Freestyle session/conversation between EVC youth producers about rap music in the documentary, shot in the Transit Museum

Shot from the interview of Ralph McDaniels featured in Rap It Up, which Byron did

When talking about the final stages and premiere of Rap It Up! Byron expressed “the collaboration was the most important thing because without the team we would have never gotten this documentary off the ground– we have to be in sync on what we want to put out to the general public” Byron’s perspective offered a fascinating mission for the youth producers in saying that.

While he was hiding absentee warnings from his mother for his truancy at Seward Park High, he would come to his executive internship at EVC “even while I was concussed!” Byron recounted a time during the winter while he was at EVC when the icy streets of New York caused a bad slip and fall, and how passerby were offering to help him to local emergency services, while he was just trying to make it to EVC HQ. The bump on the back of his head that was left from this massive fall was obviously more concerning than his internship duties to the instructors at EVC once he arrived; Byron recalled scaring his instructors upon arrival with a laugh.

“I was 17…“I wasn’t a good writer at the time but after looking at the work I did [at EVC] I guess I must have done a pretty good job.” During the premiere of his group’s production, Byron met the man who would shape the next phase of his career, and many others who would contribute to it just the same.
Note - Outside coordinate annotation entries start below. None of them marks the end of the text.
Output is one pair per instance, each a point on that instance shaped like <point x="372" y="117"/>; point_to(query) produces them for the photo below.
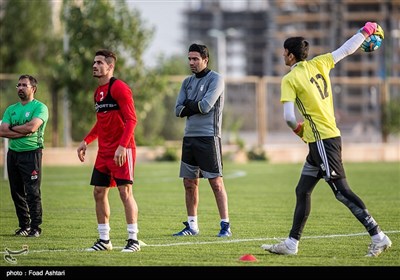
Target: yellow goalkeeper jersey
<point x="308" y="85"/>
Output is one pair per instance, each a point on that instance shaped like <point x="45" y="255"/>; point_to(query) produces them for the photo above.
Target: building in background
<point x="246" y="39"/>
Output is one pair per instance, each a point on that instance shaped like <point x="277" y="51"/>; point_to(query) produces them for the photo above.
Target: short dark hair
<point x="298" y="46"/>
<point x="32" y="80"/>
<point x="202" y="49"/>
<point x="110" y="56"/>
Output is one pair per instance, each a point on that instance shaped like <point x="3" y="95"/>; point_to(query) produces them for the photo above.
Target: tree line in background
<point x="62" y="62"/>
<point x="61" y="58"/>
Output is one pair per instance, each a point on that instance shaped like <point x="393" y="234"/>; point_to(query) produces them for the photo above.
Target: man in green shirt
<point x="24" y="124"/>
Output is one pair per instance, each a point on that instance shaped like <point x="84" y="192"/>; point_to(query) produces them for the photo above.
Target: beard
<point x="22" y="95"/>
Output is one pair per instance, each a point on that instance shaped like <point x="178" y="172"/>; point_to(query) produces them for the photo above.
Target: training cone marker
<point x="248" y="258"/>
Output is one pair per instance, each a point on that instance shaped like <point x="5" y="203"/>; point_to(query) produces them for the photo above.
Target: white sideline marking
<point x="225" y="240"/>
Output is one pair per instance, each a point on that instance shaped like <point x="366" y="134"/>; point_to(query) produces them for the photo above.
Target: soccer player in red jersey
<point x="115" y="161"/>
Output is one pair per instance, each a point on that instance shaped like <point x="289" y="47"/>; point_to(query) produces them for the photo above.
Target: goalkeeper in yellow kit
<point x="308" y="86"/>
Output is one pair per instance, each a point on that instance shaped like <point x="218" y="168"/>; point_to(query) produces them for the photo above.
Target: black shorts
<point x="201" y="157"/>
<point x="324" y="159"/>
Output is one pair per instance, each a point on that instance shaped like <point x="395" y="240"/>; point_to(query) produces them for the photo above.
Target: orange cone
<point x="248" y="258"/>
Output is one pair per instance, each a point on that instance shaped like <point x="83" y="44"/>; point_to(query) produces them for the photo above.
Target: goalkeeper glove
<point x="370" y="28"/>
<point x="379" y="32"/>
<point x="299" y="130"/>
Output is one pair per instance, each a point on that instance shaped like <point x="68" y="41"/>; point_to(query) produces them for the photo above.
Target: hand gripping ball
<point x="373" y="42"/>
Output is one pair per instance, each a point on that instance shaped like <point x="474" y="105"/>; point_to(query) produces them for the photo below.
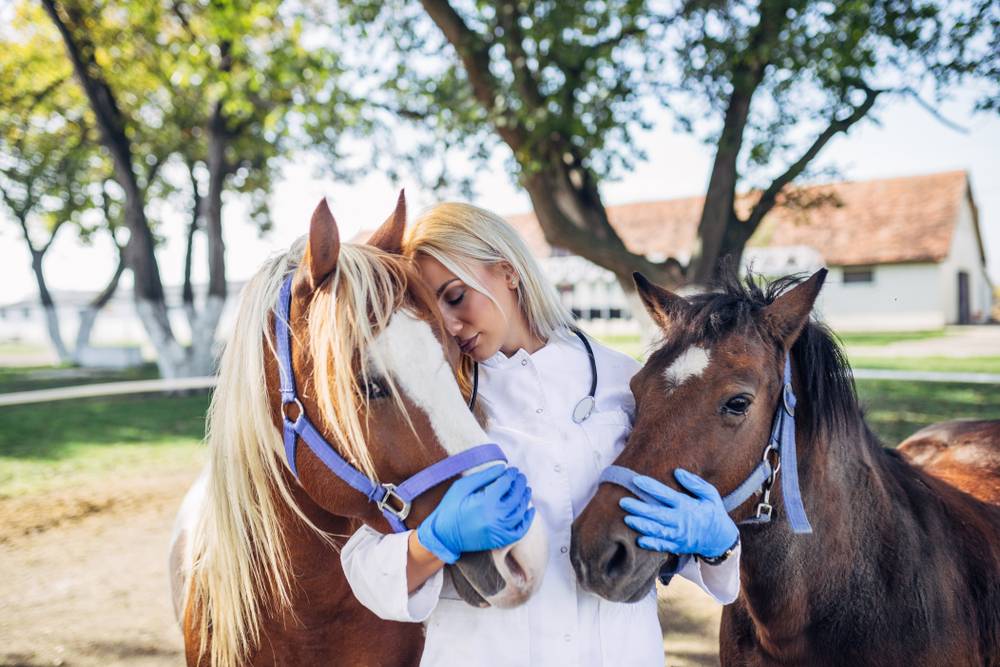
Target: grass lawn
<point x="937" y="364"/>
<point x="56" y="445"/>
<point x="873" y="338"/>
<point x="29" y="378"/>
<point x="897" y="409"/>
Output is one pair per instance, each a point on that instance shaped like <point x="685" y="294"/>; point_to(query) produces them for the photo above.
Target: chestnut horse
<point x="964" y="453"/>
<point x="255" y="560"/>
<point x="899" y="569"/>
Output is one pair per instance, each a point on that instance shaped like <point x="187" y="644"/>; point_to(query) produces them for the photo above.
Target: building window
<point x="559" y="252"/>
<point x="859" y="274"/>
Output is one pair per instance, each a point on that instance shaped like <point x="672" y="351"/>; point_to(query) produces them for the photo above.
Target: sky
<point x="906" y="141"/>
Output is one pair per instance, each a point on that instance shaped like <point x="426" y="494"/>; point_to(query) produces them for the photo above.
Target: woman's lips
<point x="469" y="343"/>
It was here where Byron met Bill Miles, famous Black filmmaker and documentarian. “At the time [of meeting Bill Miles] I was still going to EVC. After the premiere, Bill Miles wanted to talk to me in private. And he did. He said, ‘Look, once you get accepted to any college that you go to, give me a call. I’ll hook you up with a job.” And that was just the beginning. Through the network he fomented at that screening, within a month of having premiered “Rap It Up!” Byron was reporting for NY1, not even having graduated from his high school.
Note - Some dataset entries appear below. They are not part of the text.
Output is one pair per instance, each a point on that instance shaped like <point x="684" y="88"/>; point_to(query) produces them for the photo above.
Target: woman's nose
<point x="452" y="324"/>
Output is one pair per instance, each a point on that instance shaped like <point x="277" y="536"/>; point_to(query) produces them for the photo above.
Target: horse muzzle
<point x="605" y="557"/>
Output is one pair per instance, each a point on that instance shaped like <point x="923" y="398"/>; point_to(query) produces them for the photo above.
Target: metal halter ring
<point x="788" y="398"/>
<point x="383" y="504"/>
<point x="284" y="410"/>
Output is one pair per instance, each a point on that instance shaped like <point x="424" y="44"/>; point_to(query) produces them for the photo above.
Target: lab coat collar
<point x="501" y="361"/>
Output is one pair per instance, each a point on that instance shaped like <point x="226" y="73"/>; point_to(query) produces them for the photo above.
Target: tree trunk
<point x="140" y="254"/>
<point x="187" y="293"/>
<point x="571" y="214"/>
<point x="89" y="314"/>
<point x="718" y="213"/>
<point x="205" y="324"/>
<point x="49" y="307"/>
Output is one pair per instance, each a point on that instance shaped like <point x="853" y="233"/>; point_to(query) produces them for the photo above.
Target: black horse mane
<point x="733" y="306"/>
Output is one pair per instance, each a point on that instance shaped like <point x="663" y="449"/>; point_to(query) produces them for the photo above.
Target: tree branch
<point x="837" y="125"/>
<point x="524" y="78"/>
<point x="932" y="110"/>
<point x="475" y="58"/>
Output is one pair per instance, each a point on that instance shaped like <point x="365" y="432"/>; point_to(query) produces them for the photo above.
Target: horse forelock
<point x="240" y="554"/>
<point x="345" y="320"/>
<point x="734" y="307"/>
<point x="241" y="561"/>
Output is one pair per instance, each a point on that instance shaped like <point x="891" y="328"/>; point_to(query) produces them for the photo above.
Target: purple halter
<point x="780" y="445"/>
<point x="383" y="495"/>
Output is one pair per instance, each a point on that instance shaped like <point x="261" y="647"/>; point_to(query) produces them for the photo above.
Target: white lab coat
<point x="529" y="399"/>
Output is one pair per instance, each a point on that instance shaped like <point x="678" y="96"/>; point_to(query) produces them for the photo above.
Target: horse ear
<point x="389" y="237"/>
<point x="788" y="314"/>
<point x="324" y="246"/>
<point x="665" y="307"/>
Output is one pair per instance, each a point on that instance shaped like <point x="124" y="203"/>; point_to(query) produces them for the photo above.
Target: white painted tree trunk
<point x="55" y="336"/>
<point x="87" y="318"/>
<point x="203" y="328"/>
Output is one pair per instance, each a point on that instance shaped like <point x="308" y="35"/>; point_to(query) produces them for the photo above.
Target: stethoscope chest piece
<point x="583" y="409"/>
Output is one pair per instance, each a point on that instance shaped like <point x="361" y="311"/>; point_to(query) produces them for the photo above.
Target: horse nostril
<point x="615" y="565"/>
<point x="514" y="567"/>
Byron with longtime employer, collaborator, and mentor; renowned Black filmmaker William (Bill) Miles in 1996

Despite the opportunities to produce news reports coming his way, Byron quickly figured out what he wanted to do as a career choice once he finished his executive internship at EVC. Working with Bill Miles helped him realize this. “When I talk about a historian at heart… Bill Miles was so devoted…This guy knew his stuff… He was like a walking encyclopedia about Harlem and he would not stop. He would send me to the board of health just to get birth certificates…That’s how I wanted to become an archivist, working with these individuals. And that’s why I stayed working as an archivist. Didn’t want to be a producer, didn’t want to be a reporter. I tried that stuff. But this was my calling… They were my mentors. Pam was also my mentor too. She was the one that started guiding me to the right path.”

Byron hard at work behind the camera! (2008)
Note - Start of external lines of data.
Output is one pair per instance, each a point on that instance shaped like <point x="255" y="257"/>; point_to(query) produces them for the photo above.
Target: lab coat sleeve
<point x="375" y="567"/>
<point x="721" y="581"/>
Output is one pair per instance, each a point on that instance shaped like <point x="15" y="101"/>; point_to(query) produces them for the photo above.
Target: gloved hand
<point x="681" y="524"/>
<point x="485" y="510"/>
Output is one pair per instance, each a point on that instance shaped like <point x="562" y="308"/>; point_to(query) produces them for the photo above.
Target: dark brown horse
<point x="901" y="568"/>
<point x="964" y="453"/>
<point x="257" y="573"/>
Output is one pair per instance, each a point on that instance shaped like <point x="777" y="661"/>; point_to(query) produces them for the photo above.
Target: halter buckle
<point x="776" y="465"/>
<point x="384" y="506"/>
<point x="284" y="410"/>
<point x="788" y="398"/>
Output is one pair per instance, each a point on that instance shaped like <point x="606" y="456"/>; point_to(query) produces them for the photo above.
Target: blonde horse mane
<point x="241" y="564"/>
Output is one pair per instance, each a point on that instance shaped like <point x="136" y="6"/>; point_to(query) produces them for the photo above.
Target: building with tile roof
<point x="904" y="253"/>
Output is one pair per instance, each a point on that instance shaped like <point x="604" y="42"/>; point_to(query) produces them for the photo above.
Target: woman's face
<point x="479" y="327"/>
Now a husband and father living in Williamsburg; working as a live news archivist for CBS, Byron happily told us about his step-son’s ambitions in theater, and how he wants him to pursue a profession in something that fulfills him. “This is his passion. And I told him ‘don’t give up on your passion.” While recounting his time working for four major broadcasting networks in his nearly 28-year career, Byron stated that “I couldn’t have done without that group– it was an amazing opportunity to not only learn to produce the documentary– helped me progress and also decide that this is the career I wanted to be in after EVC– I left with the tools and skills needed to progress going forward in that industry.”